When #a=4# and #b=3#, we have #(3a-b)/(2a+b)=9/11=0.stackrel_81#.

Explanation:

In order to evaluate this expression properly, we must remember two things: (1) the order of operations, and (2) how to treat variables when they have coefficients.

The expression is #(3a-b)/(2a+b)#. The order of operations tells us we need to get a value for #3a-b#, and get a value for #2a+b#, and then divide #(3a-b) divide (2a+b)#.

So how do we get a value for #3a-b#? We are given #a=4# and #b=3#, so we simply substitute these values in. But, the #a# has a coefficient—a number on its left.

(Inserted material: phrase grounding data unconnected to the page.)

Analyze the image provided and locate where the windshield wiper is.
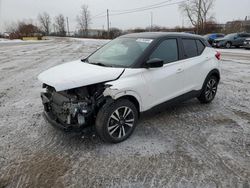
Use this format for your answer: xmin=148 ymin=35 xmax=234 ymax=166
xmin=82 ymin=59 xmax=113 ymax=67
xmin=91 ymin=62 xmax=112 ymax=67
xmin=81 ymin=58 xmax=88 ymax=62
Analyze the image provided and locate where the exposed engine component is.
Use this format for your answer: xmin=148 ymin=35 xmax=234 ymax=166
xmin=41 ymin=83 xmax=107 ymax=127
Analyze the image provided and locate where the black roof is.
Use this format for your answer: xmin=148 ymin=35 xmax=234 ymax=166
xmin=120 ymin=32 xmax=203 ymax=40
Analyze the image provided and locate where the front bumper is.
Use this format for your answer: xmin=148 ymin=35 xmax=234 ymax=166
xmin=41 ymin=92 xmax=89 ymax=131
xmin=43 ymin=111 xmax=74 ymax=130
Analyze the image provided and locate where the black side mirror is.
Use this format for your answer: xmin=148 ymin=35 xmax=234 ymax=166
xmin=145 ymin=58 xmax=164 ymax=68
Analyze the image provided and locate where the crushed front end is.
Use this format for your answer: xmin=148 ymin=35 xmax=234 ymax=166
xmin=41 ymin=84 xmax=107 ymax=130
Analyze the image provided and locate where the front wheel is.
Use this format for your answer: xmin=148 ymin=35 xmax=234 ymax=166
xmin=198 ymin=76 xmax=218 ymax=104
xmin=95 ymin=99 xmax=138 ymax=143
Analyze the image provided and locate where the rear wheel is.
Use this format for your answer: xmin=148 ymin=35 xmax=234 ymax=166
xmin=95 ymin=99 xmax=138 ymax=143
xmin=198 ymin=76 xmax=218 ymax=104
xmin=225 ymin=42 xmax=231 ymax=49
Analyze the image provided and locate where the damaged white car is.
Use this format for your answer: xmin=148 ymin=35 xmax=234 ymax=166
xmin=38 ymin=32 xmax=221 ymax=143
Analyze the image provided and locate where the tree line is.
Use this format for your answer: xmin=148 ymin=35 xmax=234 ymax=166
xmin=4 ymin=4 xmax=92 ymax=39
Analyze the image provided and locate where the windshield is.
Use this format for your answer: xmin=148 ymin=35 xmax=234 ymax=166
xmin=87 ymin=37 xmax=153 ymax=67
xmin=224 ymin=33 xmax=237 ymax=39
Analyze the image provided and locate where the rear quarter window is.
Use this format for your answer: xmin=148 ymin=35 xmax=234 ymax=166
xmin=196 ymin=40 xmax=205 ymax=55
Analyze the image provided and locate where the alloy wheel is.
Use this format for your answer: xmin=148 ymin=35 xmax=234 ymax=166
xmin=205 ymin=78 xmax=217 ymax=101
xmin=107 ymin=106 xmax=135 ymax=139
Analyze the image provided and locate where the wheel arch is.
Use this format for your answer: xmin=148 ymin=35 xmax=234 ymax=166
xmin=208 ymin=69 xmax=220 ymax=81
xmin=103 ymin=88 xmax=142 ymax=113
xmin=202 ymin=69 xmax=220 ymax=90
xmin=116 ymin=95 xmax=140 ymax=115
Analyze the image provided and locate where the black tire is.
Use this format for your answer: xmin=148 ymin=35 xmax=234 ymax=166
xmin=198 ymin=76 xmax=218 ymax=104
xmin=225 ymin=42 xmax=231 ymax=49
xmin=95 ymin=99 xmax=138 ymax=143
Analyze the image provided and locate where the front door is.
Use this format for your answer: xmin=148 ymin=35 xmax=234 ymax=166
xmin=142 ymin=38 xmax=186 ymax=109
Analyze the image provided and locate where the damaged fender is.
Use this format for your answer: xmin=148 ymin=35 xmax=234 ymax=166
xmin=103 ymin=86 xmax=143 ymax=112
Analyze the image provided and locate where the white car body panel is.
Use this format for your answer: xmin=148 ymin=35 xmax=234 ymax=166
xmin=104 ymin=69 xmax=148 ymax=111
xmin=180 ymin=47 xmax=219 ymax=91
xmin=142 ymin=60 xmax=186 ymax=109
xmin=38 ymin=60 xmax=124 ymax=91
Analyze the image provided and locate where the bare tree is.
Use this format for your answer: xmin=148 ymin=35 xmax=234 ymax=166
xmin=4 ymin=21 xmax=40 ymax=39
xmin=54 ymin=14 xmax=66 ymax=36
xmin=179 ymin=0 xmax=215 ymax=34
xmin=5 ymin=22 xmax=18 ymax=33
xmin=77 ymin=4 xmax=91 ymax=37
xmin=38 ymin=12 xmax=51 ymax=35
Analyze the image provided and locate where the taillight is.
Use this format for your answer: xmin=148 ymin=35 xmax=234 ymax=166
xmin=215 ymin=51 xmax=221 ymax=60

Coefficients tell you how many of a variable is represented by the term. In this case, the coefficient of #3# says we have three #a#'s. All this means is, after plugging in our value for #a#, we need to multiply that value by #3#, and then subtract #b#. #3a-b=(3 times a) - b#.

Here's how the substitution looks:

#color(white)(=" ") 3a-b#
#=3(4)-3#

And now simplifying:

#=12-3#
#=9#

The same procedure is done to find the value of #2a+b#:

#color(white)(=" ")2a+b#
#=2(4)+3#
#=8+3#
#=11#

Normally, these two simplifications would be done at the same time, since neither one affects the other until the division needs to be done. So, we would simplify the whole expression like this:

#(3a-b)/(2a+b)=(3(4)-3)/(2(4)+3)=(12-3)/(8+3)=9/11#

That's as far as you should need to go. However, if you prefer a decimal expansion, this answer can be written as:

#9/11=0.stackrel_(81)=0.818181...#